Motherhood is nothing if not a confusing mix of emotions. Joy, love, anger, and fear all swirl up together until they look like a Jackson Pollock painting and we can’t make sense of what we’re feeling, let alone thinking.
Not only is motherhood a strange dichotomy of conflicting emotions, but a lot of it is instinctual as well. We might not be able to articulate why we feel strongly about attachment parenting or co-sleeping or breastfeeding, but we feel it in our gut.
One of those instincts is an overwhelming need to protect our child. Better known as our inner Mama Bear, we sometimes feel this sudden and impulsive surge of emotion — fierce protectiveness, along with a mix of fear, anger, frustration — courses through our veins. We don’t care who or what caused this threat or pain to our child, but we are ready to pounce. We go into attack mode, with a take-no-prisoners gleam in our eye. We are Mama Bear, hear us roar.
The first time I went all mama bear was when another parent disciplined my son for something he did to her child on the kindergarten playground.

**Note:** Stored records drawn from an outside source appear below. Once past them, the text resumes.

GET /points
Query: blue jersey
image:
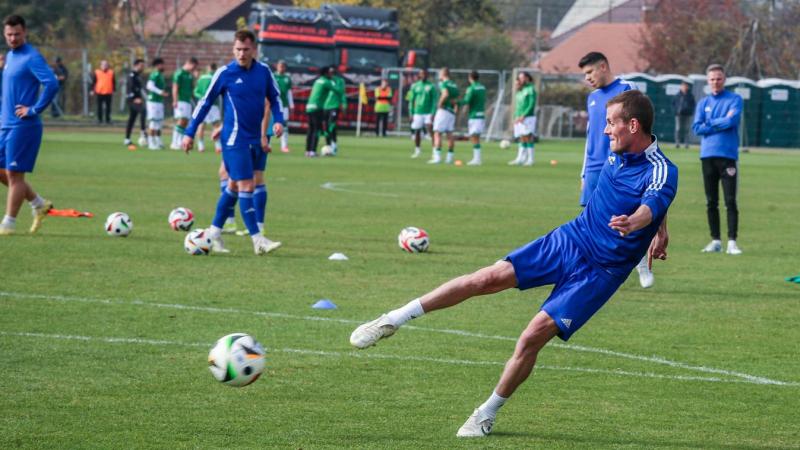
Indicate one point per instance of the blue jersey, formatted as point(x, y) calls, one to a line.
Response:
point(243, 91)
point(25, 71)
point(597, 143)
point(626, 182)
point(716, 121)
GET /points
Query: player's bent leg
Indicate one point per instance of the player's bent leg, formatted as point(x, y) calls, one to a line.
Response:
point(489, 280)
point(537, 334)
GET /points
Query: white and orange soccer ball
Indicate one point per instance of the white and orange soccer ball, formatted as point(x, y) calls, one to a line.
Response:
point(181, 219)
point(413, 240)
point(118, 224)
point(236, 360)
point(197, 243)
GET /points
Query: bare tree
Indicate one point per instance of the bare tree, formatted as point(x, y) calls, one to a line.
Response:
point(167, 14)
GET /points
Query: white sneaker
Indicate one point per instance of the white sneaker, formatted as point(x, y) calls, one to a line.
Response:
point(733, 249)
point(370, 333)
point(478, 425)
point(262, 245)
point(646, 278)
point(217, 246)
point(715, 246)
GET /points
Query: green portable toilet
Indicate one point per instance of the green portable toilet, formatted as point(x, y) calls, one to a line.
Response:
point(780, 113)
point(751, 116)
point(668, 86)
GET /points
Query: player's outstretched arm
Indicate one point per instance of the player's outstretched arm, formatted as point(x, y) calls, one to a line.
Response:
point(626, 225)
point(658, 246)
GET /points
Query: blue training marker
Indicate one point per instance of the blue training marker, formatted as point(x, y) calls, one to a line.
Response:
point(324, 304)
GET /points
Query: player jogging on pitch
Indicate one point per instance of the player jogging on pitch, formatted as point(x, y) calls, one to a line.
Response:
point(597, 72)
point(444, 121)
point(586, 259)
point(24, 73)
point(524, 119)
point(421, 101)
point(244, 83)
point(475, 101)
point(182, 90)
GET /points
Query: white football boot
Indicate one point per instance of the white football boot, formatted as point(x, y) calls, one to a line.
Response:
point(733, 249)
point(262, 245)
point(478, 425)
point(715, 246)
point(370, 333)
point(646, 278)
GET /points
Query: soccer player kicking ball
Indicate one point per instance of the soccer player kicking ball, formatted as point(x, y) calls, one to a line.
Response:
point(245, 83)
point(586, 259)
point(21, 132)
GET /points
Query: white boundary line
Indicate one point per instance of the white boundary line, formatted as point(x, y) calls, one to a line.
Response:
point(332, 354)
point(651, 359)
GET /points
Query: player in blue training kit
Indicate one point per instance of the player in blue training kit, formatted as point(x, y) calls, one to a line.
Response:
point(586, 259)
point(25, 72)
point(244, 84)
point(597, 72)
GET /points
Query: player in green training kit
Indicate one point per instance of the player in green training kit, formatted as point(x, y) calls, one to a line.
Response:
point(336, 100)
point(156, 91)
point(475, 101)
point(213, 118)
point(285, 87)
point(421, 102)
point(182, 91)
point(444, 122)
point(524, 119)
point(314, 109)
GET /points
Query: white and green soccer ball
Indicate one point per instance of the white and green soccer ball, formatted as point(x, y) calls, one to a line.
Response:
point(181, 219)
point(197, 243)
point(413, 240)
point(119, 224)
point(236, 360)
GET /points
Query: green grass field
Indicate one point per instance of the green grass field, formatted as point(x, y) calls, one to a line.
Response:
point(104, 340)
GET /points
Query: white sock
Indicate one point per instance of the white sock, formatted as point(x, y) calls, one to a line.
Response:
point(492, 405)
point(411, 310)
point(38, 202)
point(214, 232)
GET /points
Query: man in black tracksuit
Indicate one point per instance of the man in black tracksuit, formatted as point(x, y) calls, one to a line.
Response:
point(135, 102)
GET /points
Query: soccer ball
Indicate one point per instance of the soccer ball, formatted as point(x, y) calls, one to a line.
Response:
point(119, 224)
point(197, 242)
point(181, 219)
point(236, 360)
point(413, 240)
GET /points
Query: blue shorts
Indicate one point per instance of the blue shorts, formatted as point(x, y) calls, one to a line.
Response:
point(581, 288)
point(240, 161)
point(590, 179)
point(19, 147)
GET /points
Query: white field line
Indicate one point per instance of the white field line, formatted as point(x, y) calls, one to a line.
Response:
point(214, 310)
point(332, 354)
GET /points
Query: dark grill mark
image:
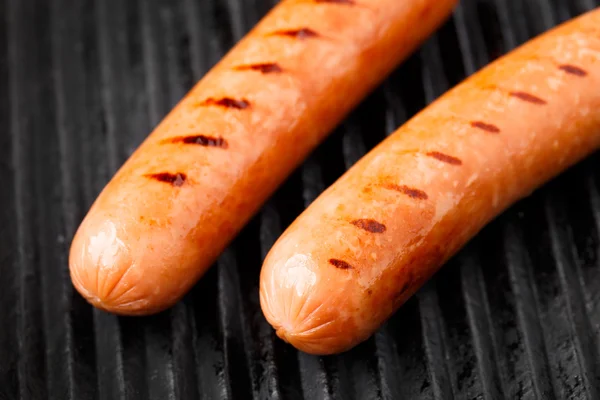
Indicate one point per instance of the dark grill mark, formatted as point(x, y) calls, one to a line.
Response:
point(349, 2)
point(177, 179)
point(573, 70)
point(528, 97)
point(202, 140)
point(339, 263)
point(303, 33)
point(410, 192)
point(265, 68)
point(369, 225)
point(445, 158)
point(485, 126)
point(227, 102)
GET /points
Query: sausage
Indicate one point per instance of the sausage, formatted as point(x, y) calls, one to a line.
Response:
point(205, 170)
point(371, 239)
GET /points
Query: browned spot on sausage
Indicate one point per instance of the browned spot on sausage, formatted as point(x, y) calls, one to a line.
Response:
point(303, 33)
point(201, 140)
point(445, 158)
point(369, 225)
point(177, 179)
point(265, 68)
point(573, 70)
point(349, 2)
point(226, 102)
point(485, 126)
point(339, 263)
point(528, 97)
point(410, 192)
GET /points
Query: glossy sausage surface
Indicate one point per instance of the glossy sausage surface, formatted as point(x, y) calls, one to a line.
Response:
point(372, 239)
point(206, 169)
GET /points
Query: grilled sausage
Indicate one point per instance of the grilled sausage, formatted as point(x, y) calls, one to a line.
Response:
point(363, 247)
point(211, 163)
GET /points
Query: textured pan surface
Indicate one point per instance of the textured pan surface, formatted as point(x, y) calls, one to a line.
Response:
point(515, 315)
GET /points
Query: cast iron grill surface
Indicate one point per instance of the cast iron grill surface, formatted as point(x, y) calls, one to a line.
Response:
point(514, 315)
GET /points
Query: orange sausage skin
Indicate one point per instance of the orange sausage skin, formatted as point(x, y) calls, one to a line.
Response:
point(202, 173)
point(371, 240)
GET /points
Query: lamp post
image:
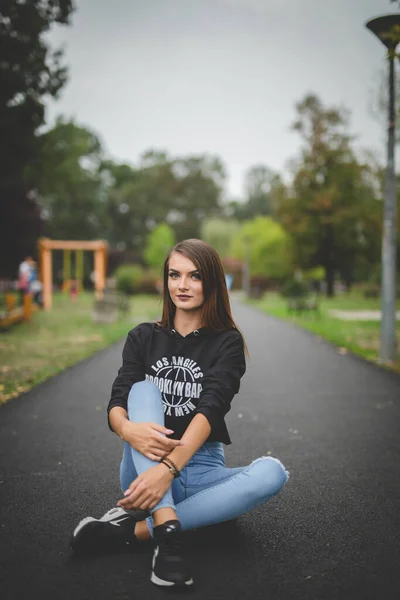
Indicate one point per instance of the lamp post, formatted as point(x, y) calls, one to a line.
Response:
point(387, 29)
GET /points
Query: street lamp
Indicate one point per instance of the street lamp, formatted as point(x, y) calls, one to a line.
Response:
point(387, 29)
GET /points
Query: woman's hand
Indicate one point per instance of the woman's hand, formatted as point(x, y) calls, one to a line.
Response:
point(146, 491)
point(149, 439)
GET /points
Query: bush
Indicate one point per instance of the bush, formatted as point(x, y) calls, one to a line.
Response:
point(148, 283)
point(295, 289)
point(260, 282)
point(128, 278)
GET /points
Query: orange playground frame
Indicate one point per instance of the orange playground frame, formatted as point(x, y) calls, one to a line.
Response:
point(46, 246)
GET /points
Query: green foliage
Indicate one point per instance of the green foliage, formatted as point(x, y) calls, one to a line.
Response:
point(263, 191)
point(268, 245)
point(177, 191)
point(149, 283)
point(332, 212)
point(67, 175)
point(159, 241)
point(315, 274)
point(295, 288)
point(29, 71)
point(219, 233)
point(128, 278)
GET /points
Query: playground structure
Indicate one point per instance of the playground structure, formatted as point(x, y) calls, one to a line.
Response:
point(46, 247)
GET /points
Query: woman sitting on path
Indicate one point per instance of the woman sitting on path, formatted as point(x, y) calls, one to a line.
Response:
point(168, 404)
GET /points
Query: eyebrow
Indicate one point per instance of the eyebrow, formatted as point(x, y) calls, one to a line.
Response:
point(190, 272)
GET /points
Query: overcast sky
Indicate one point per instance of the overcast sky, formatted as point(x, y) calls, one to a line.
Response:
point(218, 76)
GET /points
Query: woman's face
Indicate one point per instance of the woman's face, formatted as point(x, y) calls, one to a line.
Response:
point(184, 283)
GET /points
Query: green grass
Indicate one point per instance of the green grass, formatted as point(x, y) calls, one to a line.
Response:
point(360, 337)
point(33, 351)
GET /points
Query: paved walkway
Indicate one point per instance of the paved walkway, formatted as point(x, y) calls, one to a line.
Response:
point(333, 533)
point(359, 315)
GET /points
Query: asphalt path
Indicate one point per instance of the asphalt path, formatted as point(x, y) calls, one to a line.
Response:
point(332, 533)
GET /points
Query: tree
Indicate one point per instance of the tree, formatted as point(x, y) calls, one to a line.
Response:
point(269, 247)
point(160, 240)
point(332, 210)
point(263, 189)
point(67, 176)
point(29, 72)
point(219, 234)
point(178, 191)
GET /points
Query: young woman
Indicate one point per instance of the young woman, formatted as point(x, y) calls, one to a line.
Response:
point(168, 404)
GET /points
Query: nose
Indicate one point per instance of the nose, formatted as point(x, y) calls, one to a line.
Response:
point(182, 284)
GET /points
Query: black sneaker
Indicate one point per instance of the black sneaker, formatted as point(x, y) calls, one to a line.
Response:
point(113, 531)
point(169, 566)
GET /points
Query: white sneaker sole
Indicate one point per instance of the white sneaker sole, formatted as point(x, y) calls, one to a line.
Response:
point(162, 583)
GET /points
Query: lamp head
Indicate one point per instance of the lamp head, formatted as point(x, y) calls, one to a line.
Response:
point(387, 29)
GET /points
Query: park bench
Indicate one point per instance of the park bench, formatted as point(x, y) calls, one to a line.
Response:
point(300, 305)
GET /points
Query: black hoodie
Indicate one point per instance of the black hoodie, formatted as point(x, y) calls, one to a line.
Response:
point(198, 373)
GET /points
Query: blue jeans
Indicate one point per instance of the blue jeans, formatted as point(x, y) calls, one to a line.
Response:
point(207, 492)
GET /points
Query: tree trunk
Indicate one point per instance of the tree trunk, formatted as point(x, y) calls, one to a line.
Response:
point(330, 261)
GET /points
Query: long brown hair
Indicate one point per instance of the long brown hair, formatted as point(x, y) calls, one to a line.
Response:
point(216, 315)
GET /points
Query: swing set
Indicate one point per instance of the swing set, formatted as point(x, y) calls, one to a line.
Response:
point(71, 285)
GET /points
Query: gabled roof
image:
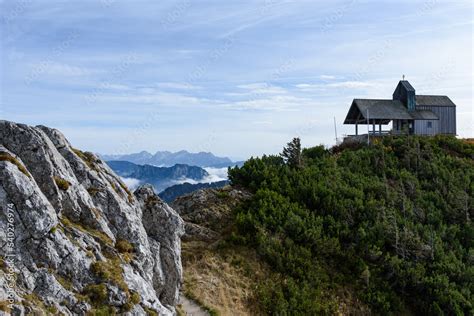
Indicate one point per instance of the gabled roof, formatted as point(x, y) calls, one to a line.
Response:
point(380, 111)
point(433, 100)
point(407, 85)
point(424, 115)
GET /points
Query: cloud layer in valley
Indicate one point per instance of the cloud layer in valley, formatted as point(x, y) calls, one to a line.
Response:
point(237, 78)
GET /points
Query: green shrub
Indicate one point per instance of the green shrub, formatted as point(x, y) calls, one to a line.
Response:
point(389, 220)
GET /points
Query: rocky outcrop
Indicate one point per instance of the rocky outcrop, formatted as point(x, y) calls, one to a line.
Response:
point(74, 239)
point(208, 213)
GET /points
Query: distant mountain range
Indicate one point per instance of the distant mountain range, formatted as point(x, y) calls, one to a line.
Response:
point(167, 159)
point(177, 190)
point(159, 177)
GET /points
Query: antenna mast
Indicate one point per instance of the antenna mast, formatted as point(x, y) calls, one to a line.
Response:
point(368, 128)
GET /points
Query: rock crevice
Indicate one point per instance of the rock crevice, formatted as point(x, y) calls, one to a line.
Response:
point(82, 241)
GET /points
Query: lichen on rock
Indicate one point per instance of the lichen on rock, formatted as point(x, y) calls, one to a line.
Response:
point(76, 239)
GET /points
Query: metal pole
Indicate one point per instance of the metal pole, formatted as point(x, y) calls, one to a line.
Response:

Admittedly, my son was in the wrong, but so was this woman and her couldn’t-be-totally-innocent child in my mama bear mind. Logic didn’t matter. Rationality didn’t matter. Empathy didn’t matter. None of that mattered. I was pissed. How dare someone reprimand my child? How dare they assume to know what had gone on?
The mama bear protectiveness mixed with other feelings, like embarrassment and anger at my own son for his part in the whole ordeal. I turned over his mistakes and poor decisions in my head until they became something bigger than they really were. I became convinced that I was doing a pretty shitty job. I became convinced that this other mom and her child were just another example of over-helicoptered special snowflakes. And I was utterly convinced that my son’s role in the scuffle meant he was on the path to assholery and a future that likely included a short stint in the county jail.
I wanted to rush in and fix the problem. No, not just fix the problem — I wanted to make it go away entirely. I was ready to attack, but attack whom, I’m not quite sure. Mama Bear might be fierce, but she’s doesn’t always make sense. In other words, sometimes Mama Bear has her head up her ass and needs a reality check.
There’s probably some scientific or evolutionary reason parents feel the mama bear surge of fierce protectiveness, but mama-bearishness (come on, that’s totally a word!) seems to be only getting worse in this age of helicopter parenting, social media watchdogging, and parental defensiveness. Parents feel entitled to call out any kind of misbehavior, no matter how small, resting safely in the self-righteousness of parental love. “Just looking out for my child,” Mama Bears say.
Well, I call bullshit. Mama bear instincts don’t give you the right to be an asshole, especially when you’re an asshole to someone else’s kid, and mama bear feelings are sometimes nonsense delusions we’ve wound up in our own minds.
Here’s the thing: All kids are assholes sometimes. They are kids. They make mistakes. My kids act like assholes sometimes, and — news flash! — so do yours. They are kids, after all. They fuck up. And here’s another news flash: So do we.
So what if, instead of going mama bear on everyone to protect our special snowflakes, we cut people some slack? What if we empowered our kids to stand up for themselves, instead of rushing in to protect them? What if, instead of assuming other kids are the problem, we considered the possibility that our oh-so-perfect child might have been slightly responsible for whatever went down as well? What if — just what if — instead of freaking out about everything, we calmed a little bit and realized that growing up involves conflict?
Five years ago, when I heard that mom reprimanding my son, I went full-blown mama bear and flipped the hell out. How dare she talk to him that way? I let her have it. And how dare he act that way and make me look bad? I was angry that she thought my son was an asshole, or even worse, that maybe I was raising an actual asshole. But he was a kid — a little kid who made a mistake, apologized, and learned a lesson.
This mama bear instinct to protect and defend — and to fret about the worst-case scenarios — might be natural and instinctual, but that doesn’t mean it’s always right. So take a deep breath and CTFD, Mama Bears. The kids are all right.